In late 1637, during the Shimabara Rebellion, the Matsudaira clan asked Coeckebacker to assist them in destroying the Catholic rebels led by Amakusa Shirō at Shimabara. Coeckebacker bombarded the insurgents during a fortnight in their stronghold in Hara Castle from his ship De Rijp, starting on 24 February 1638. On 12 March Matsudaira Nobutsuna informed him to withdraw and thanked him for his help. Coeckebacker's participation in the assault, part of the Battle of Shimabara was, according to his own reports, both reluctant and ineffective.
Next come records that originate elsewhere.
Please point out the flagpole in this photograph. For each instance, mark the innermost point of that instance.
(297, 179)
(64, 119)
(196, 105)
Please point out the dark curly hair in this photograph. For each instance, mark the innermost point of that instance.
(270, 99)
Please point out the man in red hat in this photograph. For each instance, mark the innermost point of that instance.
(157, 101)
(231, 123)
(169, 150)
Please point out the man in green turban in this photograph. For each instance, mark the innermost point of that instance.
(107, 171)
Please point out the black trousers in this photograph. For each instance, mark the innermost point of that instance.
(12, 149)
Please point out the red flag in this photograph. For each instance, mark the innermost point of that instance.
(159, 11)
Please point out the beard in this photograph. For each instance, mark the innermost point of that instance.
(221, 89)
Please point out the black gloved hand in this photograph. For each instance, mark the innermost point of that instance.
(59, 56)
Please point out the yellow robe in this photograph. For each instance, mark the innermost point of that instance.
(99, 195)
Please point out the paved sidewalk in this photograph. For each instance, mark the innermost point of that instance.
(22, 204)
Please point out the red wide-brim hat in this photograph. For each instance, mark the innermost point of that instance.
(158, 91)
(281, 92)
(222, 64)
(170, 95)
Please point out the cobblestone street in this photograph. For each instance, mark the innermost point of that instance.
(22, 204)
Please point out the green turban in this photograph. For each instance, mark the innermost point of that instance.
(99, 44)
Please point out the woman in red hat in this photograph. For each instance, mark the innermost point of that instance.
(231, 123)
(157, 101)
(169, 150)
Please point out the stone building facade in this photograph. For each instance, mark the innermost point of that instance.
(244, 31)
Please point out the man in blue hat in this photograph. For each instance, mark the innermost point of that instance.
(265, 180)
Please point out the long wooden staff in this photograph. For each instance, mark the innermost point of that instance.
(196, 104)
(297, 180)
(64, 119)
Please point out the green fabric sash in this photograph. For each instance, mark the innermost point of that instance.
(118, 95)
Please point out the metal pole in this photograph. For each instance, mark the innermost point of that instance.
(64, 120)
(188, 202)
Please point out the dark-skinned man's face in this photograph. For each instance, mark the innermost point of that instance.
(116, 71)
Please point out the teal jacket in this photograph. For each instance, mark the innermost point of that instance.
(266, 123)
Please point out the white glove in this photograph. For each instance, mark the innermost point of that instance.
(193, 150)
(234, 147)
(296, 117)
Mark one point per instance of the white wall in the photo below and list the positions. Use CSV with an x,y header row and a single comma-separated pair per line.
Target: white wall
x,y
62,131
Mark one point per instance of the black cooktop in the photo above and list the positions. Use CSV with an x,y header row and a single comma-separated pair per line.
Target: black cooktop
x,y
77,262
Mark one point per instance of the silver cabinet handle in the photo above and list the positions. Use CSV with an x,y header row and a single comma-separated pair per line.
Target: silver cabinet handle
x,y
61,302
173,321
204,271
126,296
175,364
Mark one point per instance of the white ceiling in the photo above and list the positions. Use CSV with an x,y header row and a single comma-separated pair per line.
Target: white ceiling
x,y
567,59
In 1640, he was attempting unsuccessfully to negotiate a trade agreement with the Trịnh Lords of Vietnam.
Nicolaes Couckebacker wrote a Report Concerning His Trip to Tonkin and His Inspection Tour of the Company's Comptoir in Tayouan on the Island Formosa. After his return to Holland, Coeckebacker married, and became schepen in his hometown Delft.

Coeckebacker was a close friend to François Caron, who would oversee the transfer of power to the Japanese in 1641, and who would be the first Chief in Dejima.